Mali jest skrzyżowaniem ważnych dróg, z których jedna prowadzi do Nigru. Ubogi Niger ma największe złoża i największe wydobycie uranu spośród wszystkich krajów z przewagą ludności islamskiej w Afryce i na całym świecie. Na lądzie afrykańskim Niger dzieli pierwsze miejsce z Namibią, sąsiadem RPA odległym od cywilizacji islamu. Na świecie Niger to– obok Namibii– piąty producent uranu, nawet przed Rosją i USA.
Kopalnie uranu w Nigrze należą w większości do korporacji nuklearnej Areva, która jest w 90 procentach własnością Republiki Francuskiej. Uran stamtąd trafia do francuskich elektrowni atomowych – wzmacniając bezpieczeństwo energetyczne i gospodarcze także całej UE – francuskiego arsenału jądrowego, zwiększając potęgę NATO. Al-Kaida przez swoje lokalne grupy już atakowała personel Arevyi próbowała szantażem wypchnąć Francuzów z Nigru. Broniąc się przed wojskiem francuskim w Mali, wysadziła strategiczny most na drodze do Nigru, aby utrudnić Francji i ONZ działanie na pograniczu tych krajów. Sąsiadem obu jest Algieria, gdzie Al-Kaida zajęła kopalnię gazu zaopatrującą Europę, wzięła zakładników ze świata i stoczyła wielogodzinny bój z algierską armią.

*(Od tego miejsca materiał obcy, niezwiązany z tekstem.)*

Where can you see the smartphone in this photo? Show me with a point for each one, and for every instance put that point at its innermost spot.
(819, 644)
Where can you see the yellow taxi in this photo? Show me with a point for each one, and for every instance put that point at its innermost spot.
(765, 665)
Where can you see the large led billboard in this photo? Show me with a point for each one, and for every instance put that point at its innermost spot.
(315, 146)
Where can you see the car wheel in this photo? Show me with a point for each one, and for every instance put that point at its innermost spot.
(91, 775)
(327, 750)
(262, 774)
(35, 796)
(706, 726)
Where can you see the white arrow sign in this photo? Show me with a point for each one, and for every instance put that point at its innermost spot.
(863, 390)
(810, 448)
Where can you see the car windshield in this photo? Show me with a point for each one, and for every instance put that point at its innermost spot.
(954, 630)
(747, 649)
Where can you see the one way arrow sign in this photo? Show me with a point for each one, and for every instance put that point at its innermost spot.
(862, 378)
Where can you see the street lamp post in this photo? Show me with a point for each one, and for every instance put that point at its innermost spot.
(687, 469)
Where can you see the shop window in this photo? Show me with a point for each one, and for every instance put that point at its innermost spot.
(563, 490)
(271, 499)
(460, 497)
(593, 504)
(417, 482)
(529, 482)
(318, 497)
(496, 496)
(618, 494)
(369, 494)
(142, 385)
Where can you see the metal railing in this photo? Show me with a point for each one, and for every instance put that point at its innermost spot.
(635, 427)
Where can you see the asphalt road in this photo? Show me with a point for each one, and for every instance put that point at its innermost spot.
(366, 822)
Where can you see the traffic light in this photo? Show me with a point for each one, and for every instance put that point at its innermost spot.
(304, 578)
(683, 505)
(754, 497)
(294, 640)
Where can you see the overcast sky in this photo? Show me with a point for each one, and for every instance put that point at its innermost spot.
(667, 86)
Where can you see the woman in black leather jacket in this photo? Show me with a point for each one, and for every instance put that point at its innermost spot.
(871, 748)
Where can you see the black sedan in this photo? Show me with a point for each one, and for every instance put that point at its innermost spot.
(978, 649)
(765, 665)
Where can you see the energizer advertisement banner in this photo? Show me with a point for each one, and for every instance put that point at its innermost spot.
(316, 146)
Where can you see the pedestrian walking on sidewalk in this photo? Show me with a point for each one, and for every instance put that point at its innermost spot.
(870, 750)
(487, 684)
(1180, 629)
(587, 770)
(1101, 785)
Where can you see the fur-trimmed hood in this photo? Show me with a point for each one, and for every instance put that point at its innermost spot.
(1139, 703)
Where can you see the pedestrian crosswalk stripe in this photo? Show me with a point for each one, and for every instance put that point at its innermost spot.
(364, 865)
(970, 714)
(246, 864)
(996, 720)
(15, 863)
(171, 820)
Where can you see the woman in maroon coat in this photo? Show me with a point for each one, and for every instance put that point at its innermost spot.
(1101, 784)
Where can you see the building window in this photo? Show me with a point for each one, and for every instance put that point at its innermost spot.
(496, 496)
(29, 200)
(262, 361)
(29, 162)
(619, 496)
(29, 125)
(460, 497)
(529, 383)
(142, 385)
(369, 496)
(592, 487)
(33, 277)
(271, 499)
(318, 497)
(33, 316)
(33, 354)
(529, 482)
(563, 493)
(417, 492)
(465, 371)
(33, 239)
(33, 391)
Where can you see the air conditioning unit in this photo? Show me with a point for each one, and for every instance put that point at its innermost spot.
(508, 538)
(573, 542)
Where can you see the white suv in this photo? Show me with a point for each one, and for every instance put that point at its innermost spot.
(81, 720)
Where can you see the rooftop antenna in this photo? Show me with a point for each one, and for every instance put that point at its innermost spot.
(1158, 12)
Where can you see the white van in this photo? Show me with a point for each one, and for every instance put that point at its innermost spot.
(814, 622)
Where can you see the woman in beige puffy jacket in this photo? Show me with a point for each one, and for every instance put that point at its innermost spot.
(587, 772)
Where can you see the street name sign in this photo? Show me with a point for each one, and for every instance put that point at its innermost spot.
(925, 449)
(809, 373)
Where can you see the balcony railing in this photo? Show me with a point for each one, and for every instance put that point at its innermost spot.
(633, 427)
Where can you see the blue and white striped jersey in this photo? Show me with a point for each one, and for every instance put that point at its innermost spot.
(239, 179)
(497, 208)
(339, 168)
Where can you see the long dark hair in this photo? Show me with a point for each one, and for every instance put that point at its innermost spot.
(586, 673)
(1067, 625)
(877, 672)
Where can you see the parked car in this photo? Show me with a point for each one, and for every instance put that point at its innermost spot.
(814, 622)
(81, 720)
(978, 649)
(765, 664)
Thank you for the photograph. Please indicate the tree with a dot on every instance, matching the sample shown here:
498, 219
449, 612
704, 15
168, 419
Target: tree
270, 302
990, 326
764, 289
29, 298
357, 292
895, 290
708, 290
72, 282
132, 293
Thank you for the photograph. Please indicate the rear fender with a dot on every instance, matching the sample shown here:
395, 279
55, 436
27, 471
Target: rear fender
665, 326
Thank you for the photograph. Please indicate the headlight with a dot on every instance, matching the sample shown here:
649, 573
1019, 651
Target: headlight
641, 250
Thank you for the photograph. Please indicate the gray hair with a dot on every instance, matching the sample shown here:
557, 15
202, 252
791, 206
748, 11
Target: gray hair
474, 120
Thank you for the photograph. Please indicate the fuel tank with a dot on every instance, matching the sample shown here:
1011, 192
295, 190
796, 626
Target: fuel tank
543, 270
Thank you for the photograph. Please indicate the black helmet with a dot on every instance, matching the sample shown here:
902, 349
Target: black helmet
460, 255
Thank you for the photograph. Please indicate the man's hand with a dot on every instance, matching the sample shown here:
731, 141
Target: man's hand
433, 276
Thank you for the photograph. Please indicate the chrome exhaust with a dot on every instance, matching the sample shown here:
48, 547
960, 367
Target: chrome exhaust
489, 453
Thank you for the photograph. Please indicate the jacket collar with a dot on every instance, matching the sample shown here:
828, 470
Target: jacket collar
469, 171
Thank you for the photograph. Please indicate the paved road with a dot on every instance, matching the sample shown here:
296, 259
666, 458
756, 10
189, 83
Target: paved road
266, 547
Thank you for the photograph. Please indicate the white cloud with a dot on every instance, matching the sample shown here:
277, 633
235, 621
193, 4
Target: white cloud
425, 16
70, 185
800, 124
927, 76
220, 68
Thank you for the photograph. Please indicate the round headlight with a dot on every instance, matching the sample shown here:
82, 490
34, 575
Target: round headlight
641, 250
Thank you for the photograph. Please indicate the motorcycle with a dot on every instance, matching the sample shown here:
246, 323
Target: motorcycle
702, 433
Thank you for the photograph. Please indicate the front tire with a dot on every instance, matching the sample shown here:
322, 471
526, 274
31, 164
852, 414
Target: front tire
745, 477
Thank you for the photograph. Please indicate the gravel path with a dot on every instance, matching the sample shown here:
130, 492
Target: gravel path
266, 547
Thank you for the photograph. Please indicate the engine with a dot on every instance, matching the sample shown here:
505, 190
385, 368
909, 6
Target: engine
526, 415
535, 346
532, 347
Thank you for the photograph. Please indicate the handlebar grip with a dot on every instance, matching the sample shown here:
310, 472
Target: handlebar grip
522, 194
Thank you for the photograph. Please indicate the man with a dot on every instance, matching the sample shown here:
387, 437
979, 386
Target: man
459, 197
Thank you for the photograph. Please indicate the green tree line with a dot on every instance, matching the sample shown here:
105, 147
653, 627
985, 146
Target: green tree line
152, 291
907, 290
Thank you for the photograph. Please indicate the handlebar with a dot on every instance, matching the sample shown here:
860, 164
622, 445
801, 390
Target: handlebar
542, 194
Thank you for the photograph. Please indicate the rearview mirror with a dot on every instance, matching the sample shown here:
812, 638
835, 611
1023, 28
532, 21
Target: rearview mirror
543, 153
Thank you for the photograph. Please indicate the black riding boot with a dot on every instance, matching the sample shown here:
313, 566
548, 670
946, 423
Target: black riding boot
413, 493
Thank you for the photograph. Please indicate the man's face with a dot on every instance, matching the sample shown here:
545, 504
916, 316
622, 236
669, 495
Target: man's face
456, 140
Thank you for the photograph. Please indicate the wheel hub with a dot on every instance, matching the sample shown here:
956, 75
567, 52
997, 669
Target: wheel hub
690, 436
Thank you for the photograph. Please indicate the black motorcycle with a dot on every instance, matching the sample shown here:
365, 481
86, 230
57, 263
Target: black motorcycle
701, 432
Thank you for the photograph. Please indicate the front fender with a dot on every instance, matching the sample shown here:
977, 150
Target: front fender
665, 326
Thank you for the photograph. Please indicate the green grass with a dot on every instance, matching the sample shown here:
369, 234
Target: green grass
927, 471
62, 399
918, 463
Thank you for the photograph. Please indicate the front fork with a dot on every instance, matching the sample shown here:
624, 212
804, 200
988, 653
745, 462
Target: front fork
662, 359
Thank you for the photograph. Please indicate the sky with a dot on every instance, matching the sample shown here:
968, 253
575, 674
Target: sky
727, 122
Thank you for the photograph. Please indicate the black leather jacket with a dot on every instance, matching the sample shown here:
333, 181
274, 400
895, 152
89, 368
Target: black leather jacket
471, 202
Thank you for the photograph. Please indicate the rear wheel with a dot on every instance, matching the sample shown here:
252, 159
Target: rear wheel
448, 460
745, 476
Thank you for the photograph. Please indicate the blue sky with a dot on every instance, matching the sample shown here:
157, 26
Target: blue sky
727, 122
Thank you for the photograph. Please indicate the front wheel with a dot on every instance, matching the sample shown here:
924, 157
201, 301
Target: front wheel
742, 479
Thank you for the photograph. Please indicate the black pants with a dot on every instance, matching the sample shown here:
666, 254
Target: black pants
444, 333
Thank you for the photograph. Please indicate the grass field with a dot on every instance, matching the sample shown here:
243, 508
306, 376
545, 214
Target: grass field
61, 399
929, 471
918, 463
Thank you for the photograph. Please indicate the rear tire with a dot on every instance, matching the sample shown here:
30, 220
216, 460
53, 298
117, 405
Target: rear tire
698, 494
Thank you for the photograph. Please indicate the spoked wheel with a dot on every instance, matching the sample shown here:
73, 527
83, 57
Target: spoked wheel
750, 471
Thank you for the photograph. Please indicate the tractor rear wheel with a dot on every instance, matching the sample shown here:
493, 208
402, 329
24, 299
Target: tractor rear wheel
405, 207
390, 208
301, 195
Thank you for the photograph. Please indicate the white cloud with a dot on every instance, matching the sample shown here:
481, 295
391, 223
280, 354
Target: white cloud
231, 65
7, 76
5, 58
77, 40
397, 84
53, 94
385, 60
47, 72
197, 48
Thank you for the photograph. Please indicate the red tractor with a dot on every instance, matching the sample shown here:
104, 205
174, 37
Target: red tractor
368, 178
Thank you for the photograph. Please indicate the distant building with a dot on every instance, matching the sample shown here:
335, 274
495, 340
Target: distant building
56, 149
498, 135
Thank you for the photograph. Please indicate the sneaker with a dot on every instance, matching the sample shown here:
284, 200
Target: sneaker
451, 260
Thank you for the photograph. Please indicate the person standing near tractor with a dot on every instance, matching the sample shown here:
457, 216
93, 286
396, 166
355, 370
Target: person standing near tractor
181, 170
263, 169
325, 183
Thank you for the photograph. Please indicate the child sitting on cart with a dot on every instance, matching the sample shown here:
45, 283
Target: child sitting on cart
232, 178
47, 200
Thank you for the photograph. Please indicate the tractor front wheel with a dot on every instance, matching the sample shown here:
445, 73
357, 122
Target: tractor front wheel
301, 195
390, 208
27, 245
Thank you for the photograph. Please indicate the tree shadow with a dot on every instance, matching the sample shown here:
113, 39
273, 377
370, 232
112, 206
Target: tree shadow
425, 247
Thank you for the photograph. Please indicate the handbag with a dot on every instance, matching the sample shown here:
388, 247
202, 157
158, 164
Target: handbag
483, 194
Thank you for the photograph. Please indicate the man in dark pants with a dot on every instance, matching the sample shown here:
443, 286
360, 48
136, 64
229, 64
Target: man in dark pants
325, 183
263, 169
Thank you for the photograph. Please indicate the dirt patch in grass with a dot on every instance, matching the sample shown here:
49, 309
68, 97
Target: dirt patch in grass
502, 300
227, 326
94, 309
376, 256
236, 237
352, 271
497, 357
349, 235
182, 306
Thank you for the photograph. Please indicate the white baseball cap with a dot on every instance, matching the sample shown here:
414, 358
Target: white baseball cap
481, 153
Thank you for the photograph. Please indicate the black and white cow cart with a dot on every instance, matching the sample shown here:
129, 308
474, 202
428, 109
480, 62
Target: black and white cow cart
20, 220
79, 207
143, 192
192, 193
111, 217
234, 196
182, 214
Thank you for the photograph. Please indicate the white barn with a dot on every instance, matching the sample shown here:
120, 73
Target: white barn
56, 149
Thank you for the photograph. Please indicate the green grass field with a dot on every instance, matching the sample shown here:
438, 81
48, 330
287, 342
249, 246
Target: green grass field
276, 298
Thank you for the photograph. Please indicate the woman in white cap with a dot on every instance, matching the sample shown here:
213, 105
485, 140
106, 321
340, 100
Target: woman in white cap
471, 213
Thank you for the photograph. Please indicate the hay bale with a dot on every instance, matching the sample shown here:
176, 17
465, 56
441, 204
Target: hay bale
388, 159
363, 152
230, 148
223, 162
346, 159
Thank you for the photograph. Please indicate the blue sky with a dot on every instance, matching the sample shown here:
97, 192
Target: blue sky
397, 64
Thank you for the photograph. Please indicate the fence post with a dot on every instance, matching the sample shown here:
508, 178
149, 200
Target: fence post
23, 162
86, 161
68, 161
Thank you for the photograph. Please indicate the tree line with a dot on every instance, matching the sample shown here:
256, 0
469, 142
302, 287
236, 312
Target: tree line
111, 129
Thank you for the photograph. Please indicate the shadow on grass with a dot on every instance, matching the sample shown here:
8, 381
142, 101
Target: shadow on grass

Z rudy uranu nie można łatwo zrobić bomby, ale technologia jego wzbogacania na potrzeby cywilne i wojskowe jest coraz szerzej dostępna. Podobnie jak reaktory, w których z uranu powstaje pluton. Nie wszystkie obiekty jądrowe są pod międzynarodowym nadzorem. Do części krajów świata żaden nadzór nie sięga, a mogą być otwarte na porozumienia z Al-Kaidą.
Al-Kaida udowodniła swoje ambicje: chce zmienić układ sił w świecie, a gdy może, uderza – zgodnie z zasadami strategii – w mózg przeciwnika. Do takich celów broń absolutna jest niezrównana. Francuzi i ich sojusznicy zachodni i afrykańscy – włącznie z władzami Nigru –odbierają Al-Kaidzie jej zdobycze w Mali i odpychają dżihad od uranu. Polska wyraziła dla Francji najpierw tylko zrozumienie, potem aż mocne poparcie słowne.